Journal of Proteomics & Bioinformatics
Open Access
ISSN: 0974-276X
+44 1223 790975
ISSN: 0974-276X
+44 1223 790975
Ajjamada C. Kushalappa
Scientific Tracks Abstracts: J Proteomics Bioinform
Plants are subjected to several abiotic and biotic stresses. The resistance to pathogen stress can be qualitative or quantitative. The former, because of monogenic inheritance, has been successfully used in plant improvement. However, the latter, because of polygenic inheritance, has not been well exploited.

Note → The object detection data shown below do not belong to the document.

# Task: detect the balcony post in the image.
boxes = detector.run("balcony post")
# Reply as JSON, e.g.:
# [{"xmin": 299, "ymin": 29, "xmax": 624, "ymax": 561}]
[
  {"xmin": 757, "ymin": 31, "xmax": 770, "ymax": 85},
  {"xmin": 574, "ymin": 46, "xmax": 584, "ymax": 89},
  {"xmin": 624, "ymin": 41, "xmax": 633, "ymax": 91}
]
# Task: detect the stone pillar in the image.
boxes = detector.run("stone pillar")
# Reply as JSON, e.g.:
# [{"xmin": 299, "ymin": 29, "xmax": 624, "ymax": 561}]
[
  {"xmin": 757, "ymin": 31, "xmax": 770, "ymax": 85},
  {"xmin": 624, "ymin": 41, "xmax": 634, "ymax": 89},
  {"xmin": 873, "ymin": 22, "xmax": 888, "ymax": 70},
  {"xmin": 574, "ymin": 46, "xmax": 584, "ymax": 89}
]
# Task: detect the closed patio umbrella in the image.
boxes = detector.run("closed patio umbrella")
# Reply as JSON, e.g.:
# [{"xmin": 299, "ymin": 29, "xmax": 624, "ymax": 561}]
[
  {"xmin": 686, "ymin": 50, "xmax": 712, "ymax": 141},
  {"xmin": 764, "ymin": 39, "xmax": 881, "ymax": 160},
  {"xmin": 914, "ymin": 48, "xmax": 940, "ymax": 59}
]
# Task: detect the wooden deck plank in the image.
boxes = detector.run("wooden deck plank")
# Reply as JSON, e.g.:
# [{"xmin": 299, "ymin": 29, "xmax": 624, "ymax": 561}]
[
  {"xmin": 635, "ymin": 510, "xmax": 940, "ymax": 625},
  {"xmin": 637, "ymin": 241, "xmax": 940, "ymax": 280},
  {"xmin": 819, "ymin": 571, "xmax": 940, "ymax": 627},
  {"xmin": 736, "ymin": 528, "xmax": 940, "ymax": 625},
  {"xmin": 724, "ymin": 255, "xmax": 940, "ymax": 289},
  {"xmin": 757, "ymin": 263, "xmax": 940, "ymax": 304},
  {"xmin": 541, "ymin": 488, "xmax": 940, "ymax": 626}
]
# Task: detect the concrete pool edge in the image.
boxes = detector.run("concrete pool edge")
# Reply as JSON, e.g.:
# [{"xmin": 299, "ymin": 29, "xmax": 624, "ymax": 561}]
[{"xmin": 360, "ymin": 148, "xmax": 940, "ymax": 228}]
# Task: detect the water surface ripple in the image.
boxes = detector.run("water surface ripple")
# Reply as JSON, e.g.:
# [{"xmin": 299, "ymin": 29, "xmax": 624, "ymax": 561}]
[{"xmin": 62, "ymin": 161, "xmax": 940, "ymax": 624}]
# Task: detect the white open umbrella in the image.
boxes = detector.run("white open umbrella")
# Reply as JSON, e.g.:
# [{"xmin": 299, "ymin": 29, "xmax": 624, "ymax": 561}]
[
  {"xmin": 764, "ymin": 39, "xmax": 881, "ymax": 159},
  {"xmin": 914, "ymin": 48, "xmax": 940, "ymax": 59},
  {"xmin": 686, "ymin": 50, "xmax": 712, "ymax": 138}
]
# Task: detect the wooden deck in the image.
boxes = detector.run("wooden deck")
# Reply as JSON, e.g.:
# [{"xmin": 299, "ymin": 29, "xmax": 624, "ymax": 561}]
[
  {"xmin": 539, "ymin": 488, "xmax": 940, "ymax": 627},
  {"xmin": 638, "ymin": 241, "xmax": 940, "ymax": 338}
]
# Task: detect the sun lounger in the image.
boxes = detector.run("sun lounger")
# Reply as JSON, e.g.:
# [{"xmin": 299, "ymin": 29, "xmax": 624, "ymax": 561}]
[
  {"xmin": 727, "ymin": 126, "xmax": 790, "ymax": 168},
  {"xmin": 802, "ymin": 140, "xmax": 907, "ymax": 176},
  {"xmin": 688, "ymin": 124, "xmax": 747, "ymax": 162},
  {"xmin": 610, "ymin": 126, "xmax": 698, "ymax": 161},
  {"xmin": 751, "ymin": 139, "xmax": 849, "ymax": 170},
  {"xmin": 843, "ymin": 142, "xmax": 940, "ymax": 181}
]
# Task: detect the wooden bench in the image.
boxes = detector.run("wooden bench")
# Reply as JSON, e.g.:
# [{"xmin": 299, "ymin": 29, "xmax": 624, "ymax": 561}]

Hundreds of quantitative trait loci (QTLs) for resistance have been identified but these contain several genes, including undesirable traits due to linkage drags. Integrated non-target metabolomics and proteomics, using high resolution mass spectrometry, were applied to identify the mechanisms of resistance in wheat against Fusarium graminearum. Near isogenic lines, with contrasting alleles at QTL-Fhb1, were pathogen or mock-inoculated, metabolites and proteins were analyzed using high resolution mass spectrometry. Mass spectral outputs were processed using MZmine for metabolites and MASCOT for proteins. The abundances were used to identify resistance-related metabolites and proteins, and mapped to metabolic pathways. Metabolites of the shunt phenylpropanoid pathway such as hydroxycinnamic acid amides, phenolic glucosides and flavonoids were significantly induced in the resistant NIL. Concurrently, the enzymes of phenylpropanoid biosynthesis such as cinnamyl alcohol dehydrogenase, caffeoyl-CoA O-methyltransferase, caffeic acid O-methyltransferase, flavonoid O-methyltransferase, agmatine coumaroyltransferase and peroxidase were also up-regulated. A protein coding gene (GENBANK No: CBH32656.1) near the Fhb1 locus was putatively annotated as hydroxycinnamoyl transferase that catalyzes the conjugation of hydroxycinnamic acid amides, whose high expression in resistant NIL was confirmed by quantitative RT-PCR using the sequence of wheat agmatine coumaroyltransferase. This demonstrates the potential of metabolo-proteomics approach to identify biotic stress resistance candidate genes. This gene can be used in plant improvement following further validation.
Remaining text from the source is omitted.